Although the House and Senate versions differ, the proposed amendment, if passed, would generally mandate that Congress balance the national budget each year. It would also require that a supermajority of Congress approve any tax increases, legislation to raise the debt ceiling or a decision to run a deficit during any particular year. Both measures propose exceptions during times of military crisis.
Many observers doubt that the Senate will pass a Balanced Budget Amendment. Hopefully, cooler heads will prevail in the Senate because the proposed amendment is a terrible idea for several reasons.

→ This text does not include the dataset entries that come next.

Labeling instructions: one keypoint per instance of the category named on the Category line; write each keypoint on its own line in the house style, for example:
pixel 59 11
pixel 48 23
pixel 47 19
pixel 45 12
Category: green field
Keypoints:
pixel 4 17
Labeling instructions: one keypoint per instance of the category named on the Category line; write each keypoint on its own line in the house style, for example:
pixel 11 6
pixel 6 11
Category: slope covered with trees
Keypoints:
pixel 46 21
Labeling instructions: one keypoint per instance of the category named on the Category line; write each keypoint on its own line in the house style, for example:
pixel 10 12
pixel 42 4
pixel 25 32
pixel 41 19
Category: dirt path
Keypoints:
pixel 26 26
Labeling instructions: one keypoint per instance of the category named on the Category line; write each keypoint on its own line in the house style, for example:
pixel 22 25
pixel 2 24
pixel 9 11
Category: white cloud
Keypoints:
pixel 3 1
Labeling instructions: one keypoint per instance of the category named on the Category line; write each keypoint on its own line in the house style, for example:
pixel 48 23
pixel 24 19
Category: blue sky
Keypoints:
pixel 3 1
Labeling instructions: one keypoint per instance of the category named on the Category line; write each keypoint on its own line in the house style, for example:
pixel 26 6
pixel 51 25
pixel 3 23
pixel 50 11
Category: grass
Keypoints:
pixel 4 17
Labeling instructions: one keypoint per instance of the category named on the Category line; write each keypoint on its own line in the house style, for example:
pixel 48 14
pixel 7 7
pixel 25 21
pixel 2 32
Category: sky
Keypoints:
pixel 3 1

First, the proposal suffers because it looks like a piece of legislation rather than constitutional text. Throughout the nation's history, the Constitution has provided boundaries for governmental power. The Constitution, however, is drawn in broad terms, which makes it flexible enough to endure across time (as Chief Justice Marshall argued in Marbury v. Madison).
The proposed amendment, however, would alter this sensible approach to the Constitution. Its terms would rigidly prescribe behavior in a setting that screams for flexibility: planning how to allocate the nation's vast financial resources. Such decisions, that depend upon factors that undoubtedly vary across time, are appropriately made by Congress each year. The Framers of the Constitution wisely allocated spending and taxation power to Congress, but they did not hobble Congress with details that would bind the country to one tightly drawn path.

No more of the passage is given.